A simple view of the daily ritual

I spoke to a media class at Olympic College two weeks ago and shared my opinion that paying for online news would be our industry’s main conversation through 2012. Big papers like the New York Times, L.A. Times, Chicago Tribune and others have announced or implemented paywalls, and companies with community and regional papers, like Gannett, have indicated they will do the same. And the pudits on journo blogs couldn’t stop commenting.

Then the future plan for the New Orleans Times-Picayune leaked, and all everyone in the industry has talked about is whether others will follow suit and abandon the model of publishing a printed paper every day. The T-P was followed by a few other Southern metros in its chain, and we have a new “issue of the year” in the news media.

I have no announcement as far as our paper and website goes on either of these topics. In general, my opinion is mixed on paywalls (though two papers in our company, E.W. Scripps, have them now in one form or another) but firm that cutting publication days away from a daily newspaper right now hurts a community and an organization’s reputation.

Images of daily print newspaper readers best explain the value of the day's news.

I could go on about my belief in a daily printed newspaper (particularly in New Orleans, where I visited for the first time three months ago), and formulating some of those thoughts was what kept me from posting on the Times-Picayune earlier*. But now I simply want to share this pictorial from a nonprofit online news startup in the Crescent City (which will be an interesting study itself when T-P does make this change, incidentally). It’s a more elegant answer to the question “Why print a newspaper?” than me going on and on about ink smudges on my fingertips.

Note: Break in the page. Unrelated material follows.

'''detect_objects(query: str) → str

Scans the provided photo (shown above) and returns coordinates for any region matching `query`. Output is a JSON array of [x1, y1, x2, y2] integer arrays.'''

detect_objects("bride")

*Ok, I will share one observation. When I was in New Orleans last March, I picked up a Times-Picayune every day. We’ve been very conscious over the past three years to be more locally oriented than ever, as that is the one niche we can fulfill for our readers in a world full of media choices. It’s local news only on A1, a trimmed-down Nation and World report, all that. I was tickled to see that the T-P, even in a metropolitan area, essentially shared our strategy. Its front page was all city stuff, and even fit the territorial stereotype I had of that area: the Saints led A1 every day I was down there, and one day a review of Po’ Boys started out front as well.

**Ok, one more observation on NOLA: An editor I used to work for liked to play the parlor game, “What’s the best newspaper name?” It’s kind of a fun newsroom conversation that we waste time with; I’ve always liked newspapers called “Bee” for some inexplicable reason. But the beautiful and antiquated word “Picayune” on a masthead could never be topped. Try to use it in a sentence without thinking about the New Orleans newspaper; you can’t.